(1.) The parties are both in the academic field. Harbans Singh appellant is a Professor, while the wife Shrimati Kuldip Kaur, respondent, is a teachress. A petition under section 13 of the Hindu Marriage Act, 1955 (hereinafter referred to as the Act) for dissolution of the marriage by a decree of divorce was filed by the appellant against the respondent and the matter was tried in the Court of the Additional District Judge, Ludhiana. After considering the various aspects of the case, the learned Additional District Judge decided the only issue framed in the case against the appellant holding that he had failed to satisfy the Court that the respondent had deserted him. The petition of the appellant was, therefore, dismissed. The present appeal by the husband is directed against the said decision of the Additional District Judge, Ludhiana.

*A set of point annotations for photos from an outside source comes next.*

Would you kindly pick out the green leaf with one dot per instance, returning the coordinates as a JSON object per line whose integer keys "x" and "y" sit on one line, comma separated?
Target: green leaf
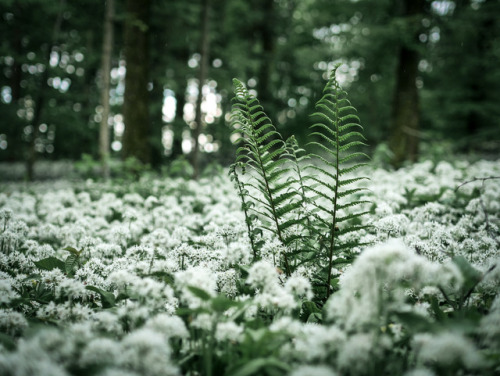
{"x": 200, "y": 293}
{"x": 107, "y": 298}
{"x": 7, "y": 342}
{"x": 221, "y": 303}
{"x": 471, "y": 275}
{"x": 73, "y": 251}
{"x": 257, "y": 367}
{"x": 50, "y": 263}
{"x": 70, "y": 263}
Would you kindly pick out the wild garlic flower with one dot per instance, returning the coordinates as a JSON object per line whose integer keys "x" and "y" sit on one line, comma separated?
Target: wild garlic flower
{"x": 170, "y": 326}
{"x": 148, "y": 353}
{"x": 375, "y": 284}
{"x": 447, "y": 349}
{"x": 12, "y": 322}
{"x": 318, "y": 370}
{"x": 228, "y": 331}
{"x": 100, "y": 352}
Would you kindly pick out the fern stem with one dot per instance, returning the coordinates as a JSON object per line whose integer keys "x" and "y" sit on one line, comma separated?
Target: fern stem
{"x": 271, "y": 203}
{"x": 334, "y": 214}
{"x": 244, "y": 206}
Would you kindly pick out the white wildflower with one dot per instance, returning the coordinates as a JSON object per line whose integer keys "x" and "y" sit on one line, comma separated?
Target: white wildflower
{"x": 313, "y": 371}
{"x": 148, "y": 353}
{"x": 447, "y": 349}
{"x": 100, "y": 351}
{"x": 228, "y": 331}
{"x": 170, "y": 326}
{"x": 12, "y": 322}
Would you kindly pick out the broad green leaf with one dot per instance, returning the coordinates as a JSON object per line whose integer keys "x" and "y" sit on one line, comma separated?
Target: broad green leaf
{"x": 257, "y": 367}
{"x": 50, "y": 263}
{"x": 72, "y": 250}
{"x": 200, "y": 293}
{"x": 107, "y": 298}
{"x": 70, "y": 263}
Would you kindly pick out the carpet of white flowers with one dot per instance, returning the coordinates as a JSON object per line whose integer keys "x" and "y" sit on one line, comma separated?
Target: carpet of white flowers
{"x": 156, "y": 277}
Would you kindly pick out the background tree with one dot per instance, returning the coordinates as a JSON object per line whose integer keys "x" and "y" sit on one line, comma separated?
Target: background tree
{"x": 107, "y": 51}
{"x": 136, "y": 141}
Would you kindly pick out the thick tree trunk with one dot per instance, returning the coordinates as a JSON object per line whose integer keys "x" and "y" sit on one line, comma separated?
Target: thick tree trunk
{"x": 202, "y": 77}
{"x": 107, "y": 50}
{"x": 404, "y": 137}
{"x": 136, "y": 96}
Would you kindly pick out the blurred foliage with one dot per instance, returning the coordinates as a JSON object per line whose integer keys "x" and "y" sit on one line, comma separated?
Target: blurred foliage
{"x": 282, "y": 49}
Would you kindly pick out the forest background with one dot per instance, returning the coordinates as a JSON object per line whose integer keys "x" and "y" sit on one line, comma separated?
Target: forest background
{"x": 121, "y": 79}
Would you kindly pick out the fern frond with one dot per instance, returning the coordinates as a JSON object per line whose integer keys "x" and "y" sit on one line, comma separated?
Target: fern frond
{"x": 264, "y": 151}
{"x": 335, "y": 135}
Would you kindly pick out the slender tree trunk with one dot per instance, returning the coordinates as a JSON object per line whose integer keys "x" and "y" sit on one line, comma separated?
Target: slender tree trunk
{"x": 202, "y": 76}
{"x": 267, "y": 37}
{"x": 179, "y": 124}
{"x": 107, "y": 50}
{"x": 40, "y": 101}
{"x": 136, "y": 97}
{"x": 404, "y": 137}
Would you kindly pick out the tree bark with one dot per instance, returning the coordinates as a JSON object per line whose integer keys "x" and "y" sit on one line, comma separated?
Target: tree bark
{"x": 107, "y": 50}
{"x": 268, "y": 38}
{"x": 202, "y": 77}
{"x": 178, "y": 124}
{"x": 40, "y": 101}
{"x": 136, "y": 96}
{"x": 404, "y": 138}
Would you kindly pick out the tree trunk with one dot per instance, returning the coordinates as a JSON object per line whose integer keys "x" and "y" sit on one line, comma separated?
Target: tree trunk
{"x": 267, "y": 37}
{"x": 107, "y": 50}
{"x": 136, "y": 96}
{"x": 40, "y": 101}
{"x": 202, "y": 76}
{"x": 178, "y": 124}
{"x": 404, "y": 136}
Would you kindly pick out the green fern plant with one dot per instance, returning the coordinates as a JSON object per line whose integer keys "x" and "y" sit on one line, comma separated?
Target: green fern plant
{"x": 304, "y": 200}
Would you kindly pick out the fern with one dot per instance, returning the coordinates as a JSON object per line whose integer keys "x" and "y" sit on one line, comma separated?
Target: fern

(2.) There is no gain-saying that under the amended Act, desertion of a petition by the opposite party for a continuous period of not less than two years immediately preceding the presentation of the petition is now a ground for the dissolution of the marriage by a decree of divorce. This was not so before the amending Act and at that time this ground merely entitled the petitioner to a decree for judicial separation. The present petition has been obviously filed after the coming into force the amended Act, with a view to take benefit of the amended provision noticed above.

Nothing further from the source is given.